You’ve got to love the lead sentence of the Daily Globe and Mail story about the launch of a Canadian Genome Project:
“Jill Davies is Canuck One.”
Ms. Davies is the first of what researchers hope will be 100,000 people to join the Personal Genome Project in Canada.
Like its counterpart in the United States, which was started in 2005 by Harvard’s George Church, the Canadian effort aims to create a public, and mostly anonymous, database of sequenced individuals. (Prof. Church is also on 23andMe’s scientific advisory board.)
North Americans aren’t the only ones building databases to fuel scientific breakthroughs. A similar program is expected to launch in Britain next year, while the Beijing Genomics Institute wants to sequence a million people in China. Another effort exists to sequence 100 Arabs in Saudi Arabia as well.
The Personal Genome Project in the US has already become an important source for reference data for researchers, including scientists here at 23andMe. The reference data has become instrumental in the development genomic medicine, but the data has also helped advance our understanding of basic human biology and the origins of modern humans.

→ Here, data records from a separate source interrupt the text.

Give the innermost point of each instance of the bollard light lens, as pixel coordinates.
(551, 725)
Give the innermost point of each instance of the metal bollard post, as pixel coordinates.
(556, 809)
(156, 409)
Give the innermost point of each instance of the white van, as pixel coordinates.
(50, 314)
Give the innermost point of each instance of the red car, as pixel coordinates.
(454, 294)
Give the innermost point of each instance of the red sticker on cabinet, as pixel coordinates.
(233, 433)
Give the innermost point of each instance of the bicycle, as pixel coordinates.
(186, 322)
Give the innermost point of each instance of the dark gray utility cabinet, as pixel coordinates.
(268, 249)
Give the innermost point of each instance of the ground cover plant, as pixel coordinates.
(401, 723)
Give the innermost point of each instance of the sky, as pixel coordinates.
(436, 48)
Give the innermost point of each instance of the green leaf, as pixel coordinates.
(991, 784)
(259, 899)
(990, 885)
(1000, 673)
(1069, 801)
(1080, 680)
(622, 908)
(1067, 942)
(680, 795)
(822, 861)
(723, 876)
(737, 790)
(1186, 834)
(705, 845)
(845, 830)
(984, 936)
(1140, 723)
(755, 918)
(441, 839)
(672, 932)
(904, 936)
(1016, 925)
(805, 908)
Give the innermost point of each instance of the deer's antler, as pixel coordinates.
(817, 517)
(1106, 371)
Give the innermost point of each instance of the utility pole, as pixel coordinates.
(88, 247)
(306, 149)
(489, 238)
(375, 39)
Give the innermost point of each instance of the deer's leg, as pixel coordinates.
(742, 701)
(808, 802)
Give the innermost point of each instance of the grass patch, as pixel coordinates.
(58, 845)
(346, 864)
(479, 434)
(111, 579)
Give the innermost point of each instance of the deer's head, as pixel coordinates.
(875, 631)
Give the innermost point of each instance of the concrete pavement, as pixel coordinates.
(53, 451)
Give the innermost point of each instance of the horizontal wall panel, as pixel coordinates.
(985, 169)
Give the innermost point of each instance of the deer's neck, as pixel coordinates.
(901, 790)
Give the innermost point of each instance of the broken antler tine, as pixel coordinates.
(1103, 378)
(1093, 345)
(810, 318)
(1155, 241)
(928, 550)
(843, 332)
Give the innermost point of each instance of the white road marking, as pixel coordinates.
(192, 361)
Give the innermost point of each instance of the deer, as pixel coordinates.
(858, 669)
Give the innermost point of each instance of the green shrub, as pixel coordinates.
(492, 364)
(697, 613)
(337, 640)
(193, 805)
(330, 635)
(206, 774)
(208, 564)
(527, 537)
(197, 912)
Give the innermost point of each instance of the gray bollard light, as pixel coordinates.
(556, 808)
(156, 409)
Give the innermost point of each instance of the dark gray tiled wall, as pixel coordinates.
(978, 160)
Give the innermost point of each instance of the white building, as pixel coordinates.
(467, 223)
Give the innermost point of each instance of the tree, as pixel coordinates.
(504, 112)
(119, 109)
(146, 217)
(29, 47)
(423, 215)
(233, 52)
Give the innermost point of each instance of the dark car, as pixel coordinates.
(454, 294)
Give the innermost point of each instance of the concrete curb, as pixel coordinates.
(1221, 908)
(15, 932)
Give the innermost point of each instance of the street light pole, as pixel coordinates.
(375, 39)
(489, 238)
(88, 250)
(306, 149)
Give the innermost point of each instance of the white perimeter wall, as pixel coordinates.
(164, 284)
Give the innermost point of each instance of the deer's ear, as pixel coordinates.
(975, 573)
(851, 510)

Stephen W. Scherer, the director of a $100 million genomic-medicine institute at University of Toronto, is spearheading the Personal Genome Project — Canada. And like here in the US, the hope in Canada is that over time, as the costs for full-genome sequencing continues to fall, sequencing will become more common and the growing database will fuel future discoveries.
23andMe is also working towards the era of full-genome sequencing. Right now 23andMe offers genotyping, which looks at about a million points, or single-nucleotide polymorphisms (SNPs), in a person’s genome to glean health and ancestry information, rather than the entire sequence. But in the last year or two we’ve worked on several sequencing projects, including our Exome Pilot and a project sequencing individuals with rare mutations associated with Parkinson’s disease.
In contrast to genotyping, sequencing is a method used to determine the exact sequence of a certain length of DNA. You can sequence a short piece, the whole genome, or parts of the genome — such as the “exome”, the part of the genome formed by exons, the coding portions of our genes. These provide the blueprint for the creation of proteins. Depending on the location, a given locus may include some DNA that varies between individuals, like SNPs, in addition to regions with little or no variation. Thus, sequencing can be used to genotype someone for known variants, as well as identify variants that may be unique to that person. Finally, whereas genotyping requires up front targeting of precise base pairs, sequencing only requires targeting of the locus, or the genomic region, and therefore can discover additional genetic variation.
Unfortunately, sequencing technology has not yet progressed to the point where it is feasible to sequence an entire person’s genome quickly and cheaply. It took the Human Genome Project over 10 years’ work by multiple labs to sequence the whole genomes of just a few individuals to the tune of almost three billion dollars. But it is getting cheap enough that projects like the Personal Genome Project are setting their sights on sequencing hundreds of thousands or even millions of people. Combined with information about people’s health and traits, these huge data sets are poised to transform medical research in the years to come.